The demonstrated QALY gains and cost offsets from CTT achievement position holistic therapies—such as glucagon-like peptide-1 receptor agonists (GLP-1 RAs) or glucose-dependent insulinotropic polypeptide/GLP-1 RA combinations like tirzepatide, tested in SURPASS-AP-Combo—as high-value interventions for payers, potentially justifying premium pricing through reduced long-term expenditures on complications (e.g., ¥67.52 million annually nationwide for hypoglycemia). In HEOR terms, these results align with trends toward composite endpoints in outcomes research, supporting guideline shifts toward individualized targets that balance efficacy, safety, and weight management, as seen in ADA/CDS recommendations for HbA1c <7% with ≥5% weight loss.

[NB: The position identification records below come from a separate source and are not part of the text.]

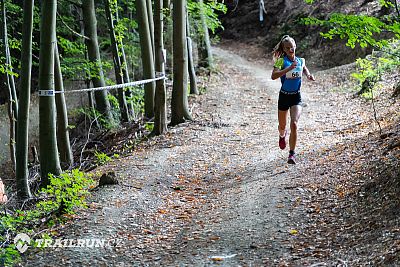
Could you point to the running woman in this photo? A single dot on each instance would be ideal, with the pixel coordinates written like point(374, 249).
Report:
point(289, 68)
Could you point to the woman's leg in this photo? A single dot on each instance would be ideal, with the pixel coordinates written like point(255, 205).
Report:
point(282, 120)
point(295, 112)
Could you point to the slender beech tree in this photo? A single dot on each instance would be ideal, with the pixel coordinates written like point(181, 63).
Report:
point(64, 145)
point(147, 57)
point(49, 159)
point(124, 67)
point(117, 63)
point(22, 173)
point(160, 112)
point(205, 55)
point(92, 44)
point(12, 94)
point(179, 101)
point(192, 72)
point(149, 8)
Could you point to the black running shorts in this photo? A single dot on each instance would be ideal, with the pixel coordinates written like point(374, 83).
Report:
point(286, 100)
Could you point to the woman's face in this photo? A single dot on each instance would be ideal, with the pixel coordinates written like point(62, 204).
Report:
point(289, 47)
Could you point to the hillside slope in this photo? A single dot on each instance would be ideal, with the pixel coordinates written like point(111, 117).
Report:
point(242, 24)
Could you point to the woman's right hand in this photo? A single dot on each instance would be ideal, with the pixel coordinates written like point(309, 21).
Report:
point(294, 65)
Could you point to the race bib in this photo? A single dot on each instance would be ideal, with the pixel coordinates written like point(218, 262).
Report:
point(294, 73)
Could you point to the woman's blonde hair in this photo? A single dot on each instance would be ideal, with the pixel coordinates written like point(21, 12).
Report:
point(278, 49)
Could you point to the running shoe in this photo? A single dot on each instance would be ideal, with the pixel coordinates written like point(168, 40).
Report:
point(282, 141)
point(291, 159)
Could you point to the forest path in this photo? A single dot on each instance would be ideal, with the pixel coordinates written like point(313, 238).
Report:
point(212, 191)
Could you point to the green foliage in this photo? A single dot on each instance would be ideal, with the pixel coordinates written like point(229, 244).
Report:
point(64, 195)
point(360, 29)
point(211, 9)
point(92, 114)
point(149, 126)
point(101, 158)
point(67, 191)
point(136, 98)
point(371, 68)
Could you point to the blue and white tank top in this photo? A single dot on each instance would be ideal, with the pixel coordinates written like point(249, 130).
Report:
point(291, 81)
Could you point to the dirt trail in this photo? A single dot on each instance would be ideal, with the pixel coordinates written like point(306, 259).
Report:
point(214, 191)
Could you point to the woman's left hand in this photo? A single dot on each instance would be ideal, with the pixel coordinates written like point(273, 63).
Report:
point(311, 77)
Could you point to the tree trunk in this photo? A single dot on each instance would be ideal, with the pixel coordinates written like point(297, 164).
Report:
point(149, 8)
point(22, 173)
point(205, 55)
point(117, 64)
point(179, 101)
point(160, 112)
point(90, 25)
point(125, 73)
point(49, 160)
point(64, 145)
point(192, 72)
point(12, 99)
point(147, 57)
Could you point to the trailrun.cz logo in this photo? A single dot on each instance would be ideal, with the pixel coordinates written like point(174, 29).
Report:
point(22, 241)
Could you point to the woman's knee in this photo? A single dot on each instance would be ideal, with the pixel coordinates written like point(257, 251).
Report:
point(293, 125)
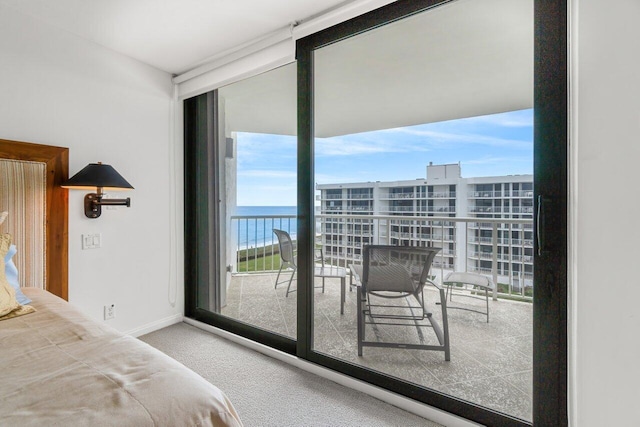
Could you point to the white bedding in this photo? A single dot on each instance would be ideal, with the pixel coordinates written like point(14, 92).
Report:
point(60, 368)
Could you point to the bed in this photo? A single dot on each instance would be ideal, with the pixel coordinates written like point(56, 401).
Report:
point(60, 368)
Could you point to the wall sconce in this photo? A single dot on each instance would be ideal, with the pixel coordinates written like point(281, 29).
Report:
point(100, 177)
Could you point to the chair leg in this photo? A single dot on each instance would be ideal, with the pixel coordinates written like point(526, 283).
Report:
point(290, 280)
point(445, 327)
point(278, 277)
point(486, 294)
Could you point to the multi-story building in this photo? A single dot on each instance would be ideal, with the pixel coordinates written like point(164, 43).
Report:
point(355, 214)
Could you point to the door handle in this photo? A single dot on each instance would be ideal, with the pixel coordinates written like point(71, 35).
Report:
point(543, 203)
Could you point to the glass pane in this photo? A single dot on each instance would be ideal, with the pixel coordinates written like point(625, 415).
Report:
point(258, 157)
point(424, 140)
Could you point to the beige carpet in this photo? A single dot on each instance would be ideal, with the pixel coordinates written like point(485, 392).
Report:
point(268, 392)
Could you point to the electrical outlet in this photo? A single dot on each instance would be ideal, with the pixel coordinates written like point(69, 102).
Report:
point(109, 311)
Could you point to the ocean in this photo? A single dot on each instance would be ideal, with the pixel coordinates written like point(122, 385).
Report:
point(258, 230)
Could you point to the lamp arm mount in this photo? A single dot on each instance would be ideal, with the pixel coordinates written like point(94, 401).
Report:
point(93, 203)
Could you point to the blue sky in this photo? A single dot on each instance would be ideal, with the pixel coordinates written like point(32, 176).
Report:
point(499, 144)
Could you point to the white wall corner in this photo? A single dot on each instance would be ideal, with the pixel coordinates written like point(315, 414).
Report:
point(154, 326)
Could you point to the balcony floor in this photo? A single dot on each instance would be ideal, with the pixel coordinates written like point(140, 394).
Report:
point(491, 363)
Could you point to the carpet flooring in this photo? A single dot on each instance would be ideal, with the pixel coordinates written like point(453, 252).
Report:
point(269, 392)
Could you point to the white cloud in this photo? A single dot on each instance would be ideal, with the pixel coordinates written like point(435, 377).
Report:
point(369, 144)
point(435, 137)
point(267, 174)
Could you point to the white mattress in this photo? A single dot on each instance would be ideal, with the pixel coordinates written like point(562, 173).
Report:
point(60, 368)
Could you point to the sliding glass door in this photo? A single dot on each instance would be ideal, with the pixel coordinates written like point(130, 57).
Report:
point(428, 125)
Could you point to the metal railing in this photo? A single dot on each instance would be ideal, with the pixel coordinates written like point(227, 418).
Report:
point(456, 236)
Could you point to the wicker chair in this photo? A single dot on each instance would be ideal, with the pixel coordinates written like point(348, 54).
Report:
point(390, 278)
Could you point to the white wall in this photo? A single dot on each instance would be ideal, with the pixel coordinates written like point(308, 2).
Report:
point(606, 157)
point(58, 89)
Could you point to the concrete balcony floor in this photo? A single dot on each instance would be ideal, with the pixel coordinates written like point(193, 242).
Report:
point(491, 363)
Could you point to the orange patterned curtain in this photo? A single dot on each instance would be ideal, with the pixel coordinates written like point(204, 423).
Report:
point(23, 195)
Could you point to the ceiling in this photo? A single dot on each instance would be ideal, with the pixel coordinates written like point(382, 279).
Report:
point(172, 35)
point(464, 59)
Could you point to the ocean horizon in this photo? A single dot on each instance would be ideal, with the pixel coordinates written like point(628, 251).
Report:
point(258, 232)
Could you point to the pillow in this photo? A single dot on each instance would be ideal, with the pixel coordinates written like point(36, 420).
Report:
point(9, 306)
point(11, 271)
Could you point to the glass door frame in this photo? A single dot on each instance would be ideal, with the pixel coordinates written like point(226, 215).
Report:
point(550, 185)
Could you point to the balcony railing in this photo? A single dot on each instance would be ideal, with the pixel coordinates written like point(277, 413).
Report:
point(256, 246)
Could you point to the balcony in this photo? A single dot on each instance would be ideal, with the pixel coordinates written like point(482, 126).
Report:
point(491, 363)
point(259, 251)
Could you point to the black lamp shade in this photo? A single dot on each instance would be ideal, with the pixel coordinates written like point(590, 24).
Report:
point(98, 175)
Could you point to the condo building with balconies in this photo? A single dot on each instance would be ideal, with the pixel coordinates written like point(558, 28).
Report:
point(445, 210)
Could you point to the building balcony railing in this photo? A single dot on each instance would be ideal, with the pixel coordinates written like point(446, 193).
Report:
point(258, 249)
point(442, 195)
point(399, 196)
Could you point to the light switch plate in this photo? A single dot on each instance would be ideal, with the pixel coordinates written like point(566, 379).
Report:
point(92, 241)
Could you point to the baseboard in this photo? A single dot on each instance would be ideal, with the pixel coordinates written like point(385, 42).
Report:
point(154, 326)
point(409, 405)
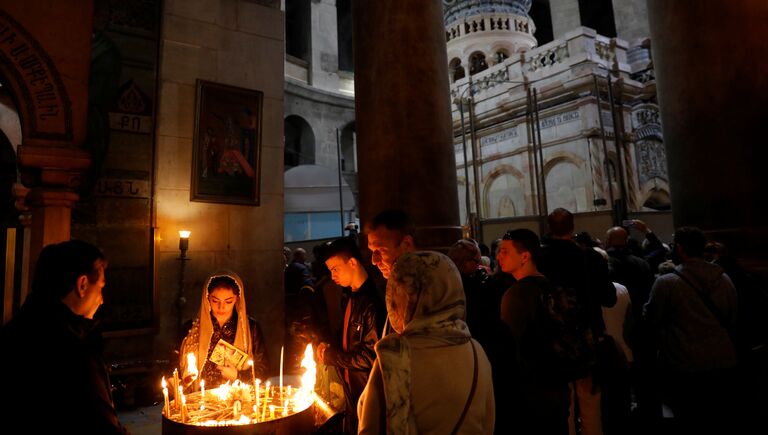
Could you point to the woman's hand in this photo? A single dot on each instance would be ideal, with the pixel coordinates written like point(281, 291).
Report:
point(228, 371)
point(320, 353)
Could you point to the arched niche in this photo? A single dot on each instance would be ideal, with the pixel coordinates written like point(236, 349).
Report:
point(299, 142)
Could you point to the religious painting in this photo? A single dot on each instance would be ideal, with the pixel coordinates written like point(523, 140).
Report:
point(226, 144)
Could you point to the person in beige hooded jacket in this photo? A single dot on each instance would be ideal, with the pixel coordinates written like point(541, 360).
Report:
point(430, 376)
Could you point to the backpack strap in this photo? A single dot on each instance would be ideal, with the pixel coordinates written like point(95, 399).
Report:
point(471, 392)
point(709, 303)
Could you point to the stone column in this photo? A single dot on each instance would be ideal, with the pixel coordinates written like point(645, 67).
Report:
point(711, 71)
point(404, 129)
point(51, 174)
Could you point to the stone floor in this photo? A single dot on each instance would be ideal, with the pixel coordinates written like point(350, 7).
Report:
point(143, 421)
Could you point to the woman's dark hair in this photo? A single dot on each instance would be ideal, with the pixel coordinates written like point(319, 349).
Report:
point(224, 282)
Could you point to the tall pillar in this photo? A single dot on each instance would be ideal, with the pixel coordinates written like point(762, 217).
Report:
point(711, 71)
point(403, 116)
point(45, 57)
point(52, 174)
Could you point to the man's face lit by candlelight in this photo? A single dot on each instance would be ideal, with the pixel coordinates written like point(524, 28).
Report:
point(386, 247)
point(342, 271)
point(92, 293)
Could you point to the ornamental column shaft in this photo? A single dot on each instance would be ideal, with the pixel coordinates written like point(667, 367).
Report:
point(403, 116)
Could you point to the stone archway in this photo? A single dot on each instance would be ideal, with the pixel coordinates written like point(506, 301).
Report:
point(44, 64)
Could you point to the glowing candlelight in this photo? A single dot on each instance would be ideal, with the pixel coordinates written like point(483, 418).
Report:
point(183, 408)
point(256, 407)
point(236, 408)
point(166, 406)
point(176, 399)
point(282, 349)
point(266, 399)
point(180, 399)
point(192, 373)
point(202, 393)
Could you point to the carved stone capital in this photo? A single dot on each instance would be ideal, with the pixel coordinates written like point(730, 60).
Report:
point(51, 166)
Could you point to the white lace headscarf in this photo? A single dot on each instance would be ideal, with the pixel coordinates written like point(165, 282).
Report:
point(199, 337)
point(425, 298)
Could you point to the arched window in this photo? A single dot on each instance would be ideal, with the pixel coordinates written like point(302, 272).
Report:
point(299, 142)
point(501, 56)
point(348, 148)
point(457, 71)
point(598, 15)
point(541, 15)
point(297, 28)
point(477, 63)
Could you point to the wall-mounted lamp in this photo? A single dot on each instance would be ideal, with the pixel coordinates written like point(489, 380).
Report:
point(184, 242)
point(181, 301)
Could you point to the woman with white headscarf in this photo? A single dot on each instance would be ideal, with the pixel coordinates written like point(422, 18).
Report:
point(223, 316)
point(430, 376)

From a market access perspective, the model’s conservative estimates (underestimating weight’s broader effects and novel agents’ cardiorenal benefits) suggest opportunities for value-based reimbursement in China, where T2D drives 11.5 million disability-adjusted life years; integrating CTT into health technology assessments could expedite approvals for agents delaying intensification by 9 years, as observed here. Similar modeling in Italian and UK settings reported 0.23–0.5 QALY gains from intensive control, implying global scalability—yet China’s volume-based procurement (e.g., insulin pricing) must evolve to incentivize low-hypoglycemia options, ultimately lowering the projected 1.31 billion global T2D cases by 2050 through sustained, cost-effective management.